Bij de verkiezingen draait het vooral om de vraag in hoeverre de oude machtselite haar grip op het parlement weet te behouden, vervolgt de Kaukasus-deskundige. Die vraag is van groot belang voor de presidentsverkiezingen van 2005, wanneer het gaat om de werkelijke macht. „Sjevardnadze kan zich over twee jaar niet meer herkiesbaar mag stellen, maar van belang voor hem is wel of zijn uitgesproken tegenstanders zondag zullen winnen of dat zijn eigen cliëntèle zich in het centrum van de macht weet te handhaven.”

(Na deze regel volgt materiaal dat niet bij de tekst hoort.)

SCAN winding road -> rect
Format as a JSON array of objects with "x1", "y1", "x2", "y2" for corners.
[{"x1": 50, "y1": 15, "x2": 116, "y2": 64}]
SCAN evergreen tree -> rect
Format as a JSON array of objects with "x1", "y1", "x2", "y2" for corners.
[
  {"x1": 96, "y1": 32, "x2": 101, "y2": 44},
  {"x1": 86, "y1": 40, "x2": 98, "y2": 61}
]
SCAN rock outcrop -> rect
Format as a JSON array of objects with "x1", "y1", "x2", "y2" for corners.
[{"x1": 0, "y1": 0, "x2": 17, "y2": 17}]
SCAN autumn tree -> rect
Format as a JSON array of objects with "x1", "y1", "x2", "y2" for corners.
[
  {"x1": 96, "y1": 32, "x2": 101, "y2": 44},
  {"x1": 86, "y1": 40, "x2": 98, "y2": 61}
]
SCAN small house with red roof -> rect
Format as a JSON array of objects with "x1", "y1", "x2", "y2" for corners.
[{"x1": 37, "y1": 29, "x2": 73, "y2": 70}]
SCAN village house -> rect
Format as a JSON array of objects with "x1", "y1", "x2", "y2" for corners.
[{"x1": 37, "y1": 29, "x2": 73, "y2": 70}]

Halbach vermoedt de stembusgang zondag niet helemaal vrij en eerlijk zullen verlopen. „Geheel vrij en eerlijk -gerekend naar westerse maatstaven- zijn nog geen enkele verkiezingen in het hele postcommunistische gebied verlopen. Dat zal zondag ook wel niet het geval zijn. Maar zelden is er in de aanloop naar de verkiezingen zo veel internationale druk uitgeoefend om de verkiezingen correct te laten verlopen als op Georgië in de afgelopen maanden. Al te veel gemanipuleer met de verkiezingen zal Georgië dan ook zwaar worden aangerekend.”

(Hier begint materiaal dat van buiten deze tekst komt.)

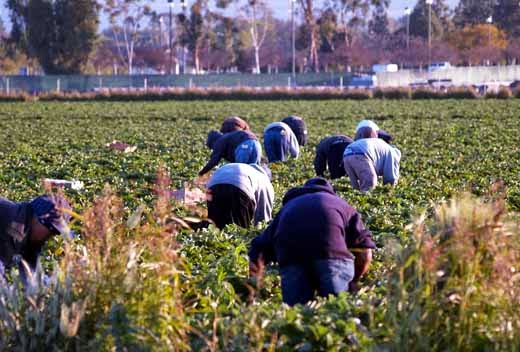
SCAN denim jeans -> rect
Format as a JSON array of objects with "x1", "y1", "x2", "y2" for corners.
[
  {"x1": 280, "y1": 259, "x2": 354, "y2": 306},
  {"x1": 264, "y1": 127, "x2": 289, "y2": 163},
  {"x1": 235, "y1": 139, "x2": 262, "y2": 164}
]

De verkiezingen zullen in ieder geval geen einde maken aan de problemen in Georgië, waarvan de handhaving van de territoriale integriteit wel de grootste is. Twee regio’s, Abchazië en Zuid-Ossetië, maakten zich na de onafhankelijkheid los van het centrale gezag en zijn de facto onafhankelijk. Abchazië heeft zelfs een eigen politiek systeem opgebouwd met een eigen grondwet en een president. Daarnaast is er nog een aantal gebieden die niet direct worden bestuurd vanuit de hoofdstad. „Georgië is meer een territoriale mozaïek dan een soevereine staat met een centraal gezag”, aldus Halbach.

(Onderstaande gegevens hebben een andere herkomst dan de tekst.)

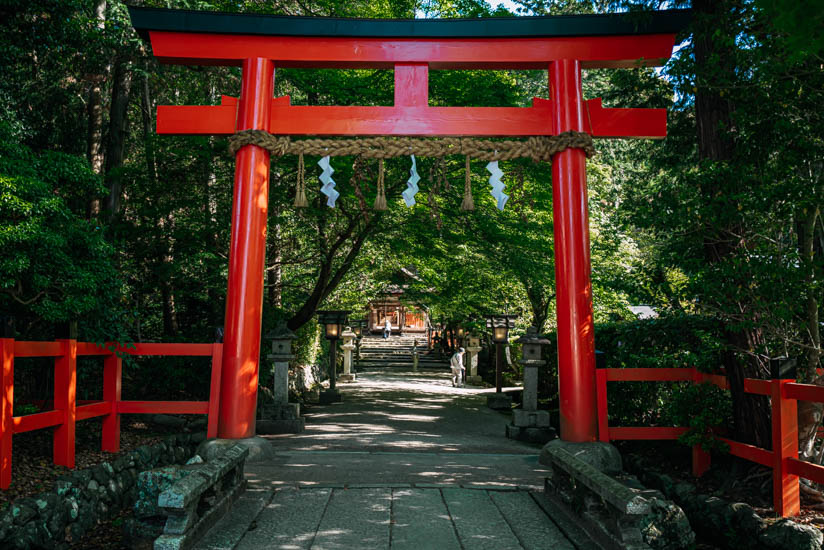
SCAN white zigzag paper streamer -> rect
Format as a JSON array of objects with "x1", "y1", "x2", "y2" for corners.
[
  {"x1": 486, "y1": 160, "x2": 509, "y2": 210},
  {"x1": 318, "y1": 155, "x2": 340, "y2": 208},
  {"x1": 401, "y1": 155, "x2": 421, "y2": 208}
]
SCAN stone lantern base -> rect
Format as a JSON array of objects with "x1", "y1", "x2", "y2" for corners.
[
  {"x1": 486, "y1": 392, "x2": 512, "y2": 411},
  {"x1": 506, "y1": 409, "x2": 557, "y2": 443},
  {"x1": 318, "y1": 389, "x2": 343, "y2": 405},
  {"x1": 257, "y1": 403, "x2": 306, "y2": 435}
]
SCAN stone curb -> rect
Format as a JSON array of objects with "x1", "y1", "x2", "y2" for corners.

De miserabele toestand van de economie vormt een tweede reusachtig probleem. Economisch gezien is het land sinds de onafhankelijkheid veel slechter gaan presteren. Het bruto binnenlands product van 2002 bedroeg slechts 40 procent van het niveau van 1991. „Voor de onafhankelijkheid kende Georgië een relatieve welvaart. Het was de ’gezellige hoek’ van de Sovjet-Unie. Inmiddels is het gemiddelde inkomen gedaald tot onder de 40 euro per maand. Armoede is wijdverbreid. De frustratie onder de bevolking over de verslechterde levensomstandigheden is groot.”
De Georgiërs houden president Sjevardnadze persoonlijk verantwoordelijk voor alle problemen in het land. Zij hadden gehoopt dat hij een einde zou maken aan de chaos waarin het land verkeerde, toen hij in 1995 aantrad. Sjevardnadze heeft de hooggespannen verwachtingen echter niet waar weten te maken. Reden waarom zijn populariteit na zijn herverkiezing in 2000 dramatisch is gedaald.
Van de politiek verwachten de Georgiërs niets meer, zegt Halbach. „Er heerst een sterke politieke passiviteit en een algemeen wantrouwen jegens de politieke klasse - inclusief de oppositie. De verwachting is dan ook dat veel mensen zondag thuis zullen blijven.”